Four hundred miles east of the southern tip of South America, the Falkland Islands are a far-flung British Overseas territory surrounded by sub-Antarctic waters where penguins, seals and whales frolic. Windblown and treeless, this lonely archipelago of 778 islands is almost as big as Northern Ireland but home to just 3,200-odd islanders — who have strong ties to the UK — plus a military garrison where around 1,300 servicemen and women have been stationed since the 1982 conflict between Argentina and the UK.
Given all this, it’s no surprise the locals like a beer or two. The capital, Stanley — adorned with a towering redbrick cathedral and colourfully painted houses with corrugated iron roofs — boasts a handful of traditional British pubs, such as the Victory Bar and the Globe Tavern, which come complete with pool tables, live football on the TV and fish and chips. Here you can sip draught and bottled beer made by Falkland Beerworks, a one-man brewery started by Jeff Halliday in his garage in 2012.

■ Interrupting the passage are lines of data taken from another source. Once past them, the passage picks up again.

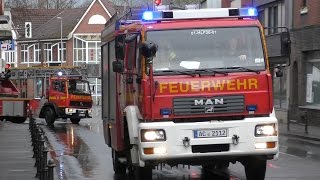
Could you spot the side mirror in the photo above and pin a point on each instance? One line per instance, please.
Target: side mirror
(279, 72)
(148, 49)
(285, 43)
(130, 38)
(118, 66)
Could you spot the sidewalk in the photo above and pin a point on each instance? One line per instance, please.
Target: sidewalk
(296, 130)
(16, 153)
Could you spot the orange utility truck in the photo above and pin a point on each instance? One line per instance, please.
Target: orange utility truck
(188, 87)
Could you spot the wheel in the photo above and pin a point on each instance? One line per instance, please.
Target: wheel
(222, 165)
(18, 120)
(50, 116)
(144, 173)
(119, 168)
(75, 120)
(255, 168)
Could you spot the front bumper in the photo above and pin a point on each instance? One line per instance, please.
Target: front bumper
(176, 133)
(78, 113)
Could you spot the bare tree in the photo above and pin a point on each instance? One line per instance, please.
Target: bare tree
(18, 3)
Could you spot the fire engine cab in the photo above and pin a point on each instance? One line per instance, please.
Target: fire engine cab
(188, 87)
(65, 92)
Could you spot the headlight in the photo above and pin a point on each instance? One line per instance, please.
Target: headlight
(153, 135)
(265, 130)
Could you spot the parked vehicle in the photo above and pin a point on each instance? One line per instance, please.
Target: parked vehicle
(176, 91)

A fifth-generation islander, Jeff knew the sort of beer he liked but had no idea how to make it. But that wasn’t going to stop a member of this close-knit community descended from sheep farmers. There was clearly a demand for decent ale — his first brew, Maiden Bitter, named after the islands’ national flower, proved highly popular when launched at a sheep show in the local settlement of Fitzroy — so much so that 140 pints were downed in just three hours.
Three years later, Jeff moved into purpose-built premises close to the town centre, undeterred by the need to import everything from the UK, over 8,000 miles away. He signed up for a three-week brewing course at Brewlab in Sunderland, and ordered stainless steel tanks and fermenters from Swindon. Besides having to wait two and a half months for fresh supplies to arrive, the main problem Jeff faced is the lack of cellars; pubs and hotels here have generally always served bottled beers. With no access to CO2 cylinders, kegs were out of the question, so the only way forward was to create cask ales and educate bar staff in how to look after them.
“If I could do it all again,” Jeff reflects, “I’d have built the brewery twice as big.” A full-time electrician, he currently brews 5,000 pints a month, in his spare time. His range of four beers includes the top-selling best bitter Longdon Pride; a dark mild named Black Tarn after a local lake; a blonde beer, Rock Hopper, which pays tribute to the local penguins; and Peat Cutter, a stout that celebrates the island tradition of cutting peat for fuel.
While getting to the Falkland Islands requires determination — the choice is a once-a-week commercial flight from southern Chile or an 18-hour Ministry of Defence charter from RAF Brize Norton in Oxfordshire — for those who make the long journey south, the rewards are a friendly welcome, sensational wildlife and fine local beer. Best of all, it only costs from £2.80 a pint.